Parliament’s Rules Reviewed by Standing Orders Committee
Parliament’s rules reviewed by Standing Orders Committee
26 July, 2017 - The Standing Orders Committee’s latest review of Standing Orders was presented to the House today.
Every three years the committee looks at the rules of the House and how Parliament can work more effectively. This process is called the review of Standing Orders. The review doesn’t just look at the written rules though—it also considers practice, or how things are done at Parliament.
The committee’s report recommends changes to rules and practice in a number of key areas, including a reorganisation of the House’s subject select committees, a change to the way the House debates international treaties, and a number of suggestions for improving the law-making process. A summary of the main points can be found on pages 4 and 5 of the report.

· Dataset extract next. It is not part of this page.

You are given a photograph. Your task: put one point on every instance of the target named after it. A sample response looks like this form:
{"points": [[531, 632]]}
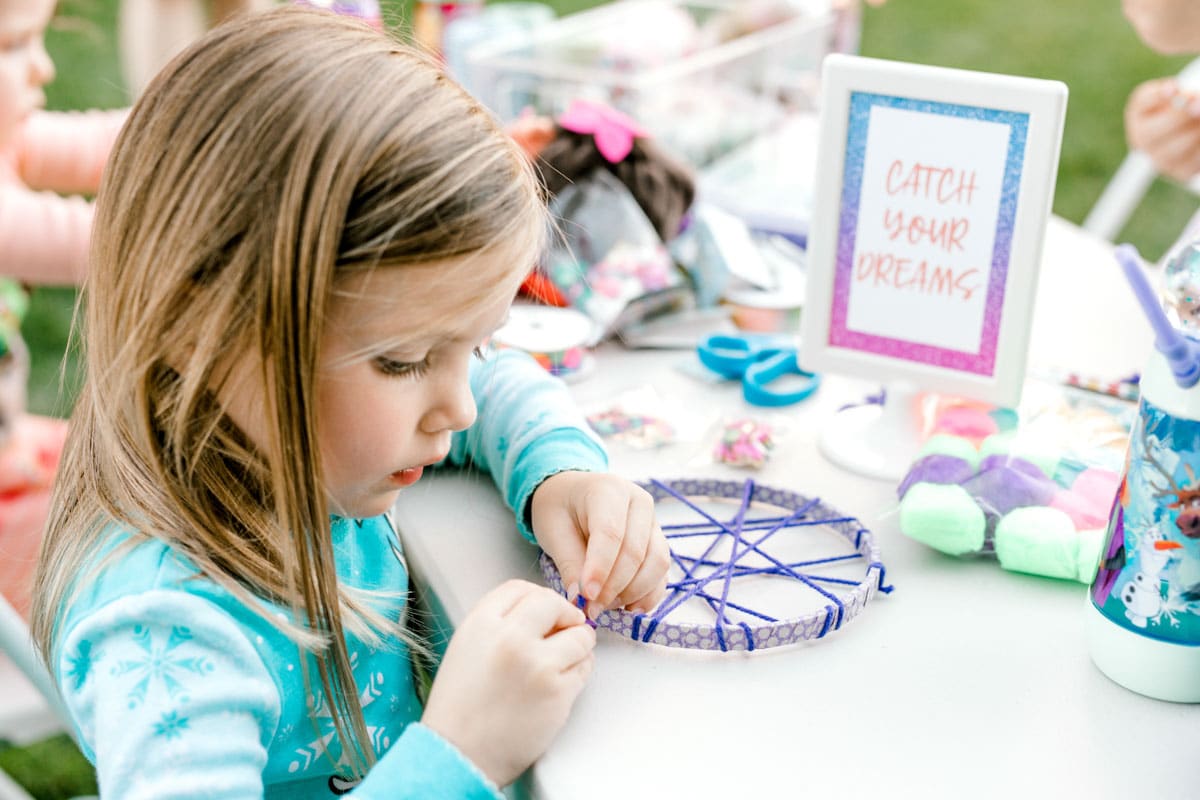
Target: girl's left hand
{"points": [[601, 533]]}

The Rt Hon David Carter, Speaker of the House, chairs the Standing Orders Committee. He said the New Zealand Parliament is internationally respected for its regular review of the rules, in which changes are only agreed if they have overwhelming support across the parties in Parliament.
The Speaker said that with changes in law and social expectations, technological advances, and evolving political culture, regular reviews of Parliament’s effectiveness are essential to keeping Parliament relevant and well-functioning.
The House will debate the committee’s report and vote on the recommended changes before it adjourns for the election on 17 August 2017. If the House adopts the committee’s recommendations, the new rules will be in place for the start of the next Parliament.